Setting sail from the coast of South Africa, the MV Edinburgh — part cargo ship, part fishing boat — made haste towards the coordinates: 37° 6’41.91″S by 12°17’5.56″W, in the heart of the great South Atlantic Ocean.
Traversing more than 1,700 miles of open water, with British documentary photographer Jon Tonks aboard, the ship and its crew would see nothing but sea and sky for a full seven days before the conical Queen Mary’s Peak was finally spied on the western horizon.
Here, on the 80-square miles island of Tristan da Cunha, isolated and afloat between the southern coasts of Africa and Latin America, resides one of the very last relics of a far-flung British reign —now lost to history.
“I like the idea that there are some people in the UK who don’t know about these places,” Tonks told TIME in a recent interview about his current project, Empire. He has spent the last five years documenting Tristan da Cunha, the near-equatorial Ascension Island, St. Helena and the Falkland Islands — four disparate territories shaped by the once global British Empire.
The lack of public awareness of the status and history of places like Tristan da Cunha, however, is likely a function of location, location, location rather than willful ignorance: to visit these islands, Tonks has traveled more than 50,000 miles, requiring more than 20 flights and three-plus weeks at sea. The geographical extremes of the nearly-vanished empire has placed huge demands on both his time, and his patience.
But the payoff – this salvaged visual history — has been worth it.
Ascension Island, for example, was used as an intelligence hub, radio base and refueling station by the British during World War II. Today, the small volcanic island, located 1,000 miles to the west of Africa and 1,400 miles east of South America, is home to roughly 800 residents, mostly families of contact workers for American and British companies.
“Everyone says hello to everyone [on Ascension Island],” Tonks told TIME, hinting that the island mentality seems to make people more personable than those in most European or American cities.
Over time, the sensibility can be contagious, he said.
“The day I got back to London from my first trip, I waved to a double decker bus,” he admitted, clearly a bit embarrassed. “I thought, ‘God, I look mad.'”
But if the sense of isolation most intense on Tristan da Cunha, which, without an airstrip, can only be reached by boat, then the Falkland Islands — located off the coast of Argentina — is the most well known of his destinations.

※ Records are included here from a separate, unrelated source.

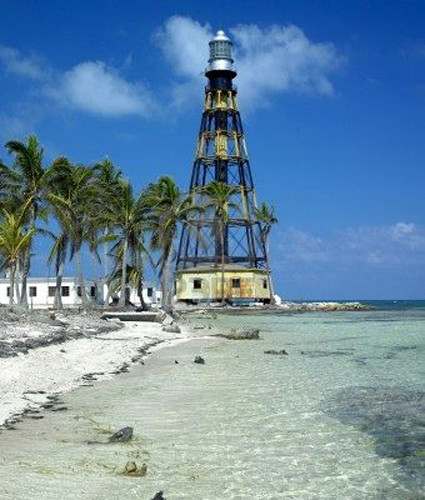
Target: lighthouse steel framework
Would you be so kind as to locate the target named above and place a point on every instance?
(221, 155)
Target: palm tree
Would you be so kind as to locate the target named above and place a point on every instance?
(74, 207)
(265, 215)
(169, 208)
(33, 177)
(219, 196)
(125, 215)
(14, 241)
(108, 177)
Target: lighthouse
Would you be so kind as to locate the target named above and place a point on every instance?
(232, 266)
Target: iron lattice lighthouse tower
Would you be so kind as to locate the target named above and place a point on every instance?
(238, 256)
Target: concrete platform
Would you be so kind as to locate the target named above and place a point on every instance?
(132, 316)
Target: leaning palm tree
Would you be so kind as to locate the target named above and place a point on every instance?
(219, 199)
(34, 178)
(125, 215)
(266, 216)
(14, 242)
(74, 205)
(169, 208)
(107, 179)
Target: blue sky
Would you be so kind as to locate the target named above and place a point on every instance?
(332, 98)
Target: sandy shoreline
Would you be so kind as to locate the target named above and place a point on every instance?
(34, 379)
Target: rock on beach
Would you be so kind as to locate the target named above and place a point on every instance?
(242, 334)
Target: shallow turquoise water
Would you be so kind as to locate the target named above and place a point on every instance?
(342, 416)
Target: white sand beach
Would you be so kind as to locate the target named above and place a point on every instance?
(28, 380)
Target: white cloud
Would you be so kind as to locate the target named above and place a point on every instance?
(15, 63)
(402, 229)
(297, 245)
(99, 89)
(400, 244)
(268, 61)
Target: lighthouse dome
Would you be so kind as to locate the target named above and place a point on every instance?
(221, 53)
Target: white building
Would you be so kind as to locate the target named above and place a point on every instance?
(41, 292)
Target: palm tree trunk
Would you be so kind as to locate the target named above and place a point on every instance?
(140, 294)
(12, 283)
(17, 291)
(23, 299)
(80, 275)
(105, 268)
(58, 292)
(222, 262)
(121, 301)
(166, 284)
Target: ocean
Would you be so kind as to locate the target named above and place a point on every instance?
(341, 416)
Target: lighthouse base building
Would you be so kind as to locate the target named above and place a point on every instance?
(222, 259)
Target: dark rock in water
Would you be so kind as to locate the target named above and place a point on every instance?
(282, 352)
(199, 360)
(171, 328)
(243, 334)
(131, 469)
(124, 434)
(159, 496)
(61, 408)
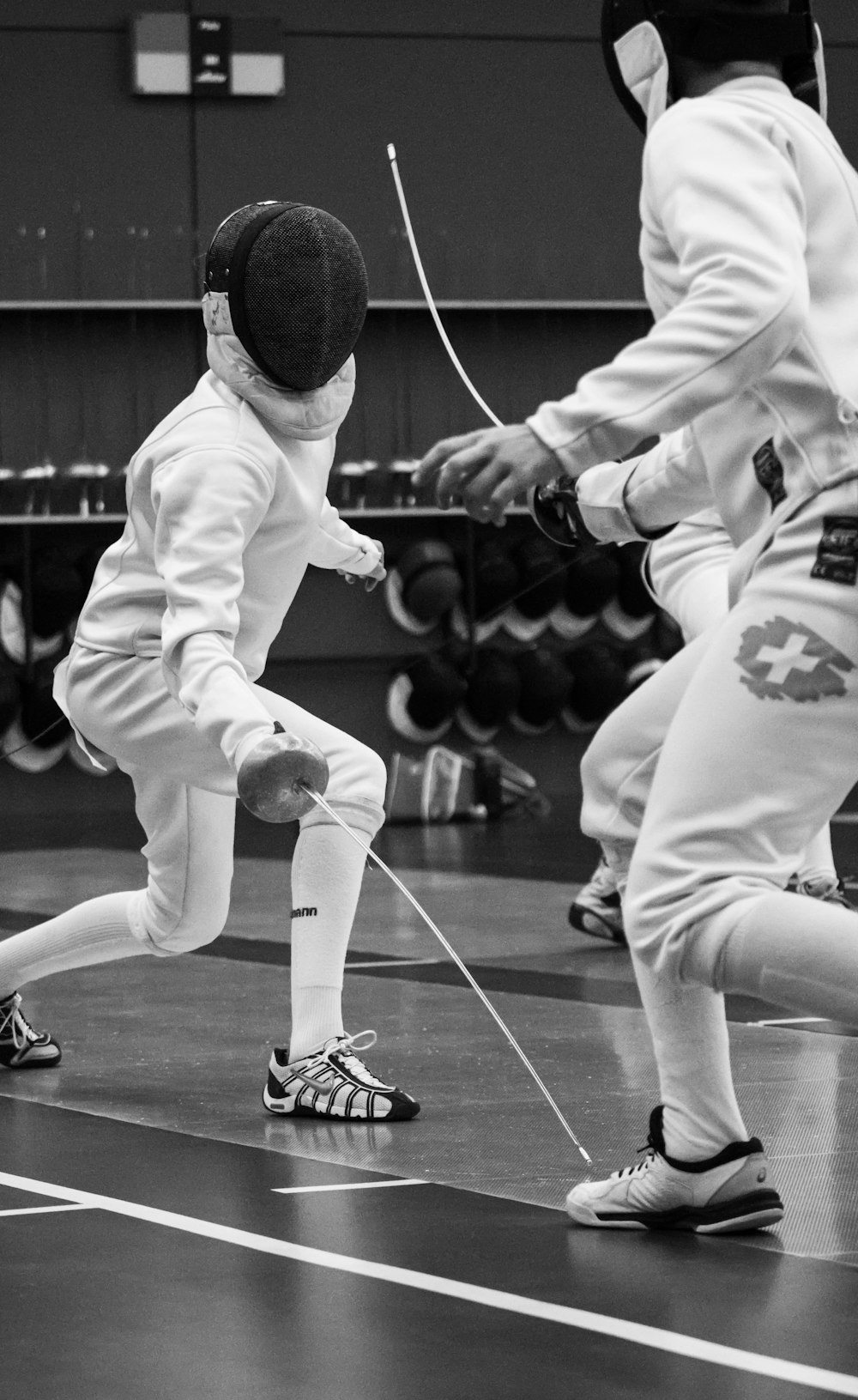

“The only reason that people know about the Falkland Islands is because of the British military involvement,” he told TIME. Yet his Falkland images, he added, allow his UK audience to “uncover a history that is their own,” while reflecting on a period in Britain’s past that can, at times, seem almost silly.
For instance, after spending time in the Falklands, Tonks characterized the 1982 war as “a village being invaded by a country.” Today, he said, the British have left their mark, with a handful of Victorian homes still doting the landscape on the largely uninhabited island.
But as the project progressed, Tonks began to reflect not only on the tentacle-like reach of imperialism, but also on the subtleties of life in extreme isolation: how small the world can become when one’s livelihood is proscribed by the outer reaches of the small island.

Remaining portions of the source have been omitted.